Are women discriminated against in graduate admissions? Simpson's paradox via R in three easy steps!
R has a fun built-in package, datasets: a whole bunch of easy-to-use, interesting tables of data. I found the famous UC Berkeley admissions data set, from a 1970's study of whether sex discrimination existed in graduate admissions. It's famous for illustrating a particular statistical paradox. Thanks to R's awesome mosaic plots interface, we can see this really easily.
UCBAdmissions is a three-dimensional table (like a matrix): Admit Status x Gender x Dept, with counts for each category as the matrix's values. R's default printing shows the basics just fine. Here's the data for just the first of six departments:
, , Dept = A
Admit Male Female
Admitted 512 89
Rejected 313 19
Overall, women have a lower admittance rate than men:
Admit M F
Admitted 1198 557
Rejected 1493 1278
This is the phenomenon that prompted a lawsuit against Berkeley which prompted the study that collected this data.
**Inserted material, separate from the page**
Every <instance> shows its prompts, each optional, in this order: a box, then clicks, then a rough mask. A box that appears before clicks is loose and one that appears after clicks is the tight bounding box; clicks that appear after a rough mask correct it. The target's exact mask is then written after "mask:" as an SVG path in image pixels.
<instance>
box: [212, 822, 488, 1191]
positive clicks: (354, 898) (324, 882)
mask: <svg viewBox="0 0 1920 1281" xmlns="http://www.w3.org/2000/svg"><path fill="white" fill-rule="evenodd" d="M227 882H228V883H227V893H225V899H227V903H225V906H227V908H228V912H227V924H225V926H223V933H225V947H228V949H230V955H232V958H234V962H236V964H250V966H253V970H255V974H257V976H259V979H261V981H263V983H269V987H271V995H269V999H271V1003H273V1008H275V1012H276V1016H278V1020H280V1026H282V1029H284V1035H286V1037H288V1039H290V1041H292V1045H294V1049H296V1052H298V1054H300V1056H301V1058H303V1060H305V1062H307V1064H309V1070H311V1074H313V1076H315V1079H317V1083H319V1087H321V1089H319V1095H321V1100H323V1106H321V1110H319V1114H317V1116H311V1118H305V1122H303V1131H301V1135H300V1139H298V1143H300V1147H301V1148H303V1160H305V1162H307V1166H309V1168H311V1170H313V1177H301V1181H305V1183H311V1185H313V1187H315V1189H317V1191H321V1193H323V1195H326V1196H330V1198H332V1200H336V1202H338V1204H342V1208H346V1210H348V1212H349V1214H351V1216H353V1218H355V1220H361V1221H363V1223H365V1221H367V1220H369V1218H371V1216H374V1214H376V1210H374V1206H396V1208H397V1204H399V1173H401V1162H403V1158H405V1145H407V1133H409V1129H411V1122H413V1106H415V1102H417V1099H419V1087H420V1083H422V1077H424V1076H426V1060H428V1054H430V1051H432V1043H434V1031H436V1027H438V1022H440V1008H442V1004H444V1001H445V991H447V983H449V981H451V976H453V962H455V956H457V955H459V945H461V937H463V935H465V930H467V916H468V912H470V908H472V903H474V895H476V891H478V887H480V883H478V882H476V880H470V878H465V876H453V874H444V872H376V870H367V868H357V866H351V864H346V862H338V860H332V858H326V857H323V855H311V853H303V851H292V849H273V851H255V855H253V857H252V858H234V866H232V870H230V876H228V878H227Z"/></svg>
R's plot function is overloaded to do a mosaic plot for this sort of categorical data. Very cool. With just
or, playing around after reading Quick-R's page on this:
> mosaic(UCBAdmissions, condvars=c('Dept'))
We have a plot showing admittance and gender breakdowns per department:
In each department, women have similar admittance rates as men. This seems to be at odds with the fact that women have a lower admittance rate overall. This discrepancy is an example of Simpson's paradox.
This mosaic also shows the explanation: Selective departments have more female applicants. It's easy to see since the departments are ordered by selectiveness. Departments A and B let in many applicants, but they're mostly male. The reverse is true for the rest. This means that the overall female population takes big admittance hits in departments C through F, while lots of males get in via departments A and B.
I think these mosaic plots are impressive for visualizing categorical proportions for high dimensional data sets. Well, by “high” I think I mean, more than 2. I can't think of a better way to see several cross relationships in categorical data at once. And the only tuning I needed to do was play around a bit with the order of those three dimensions.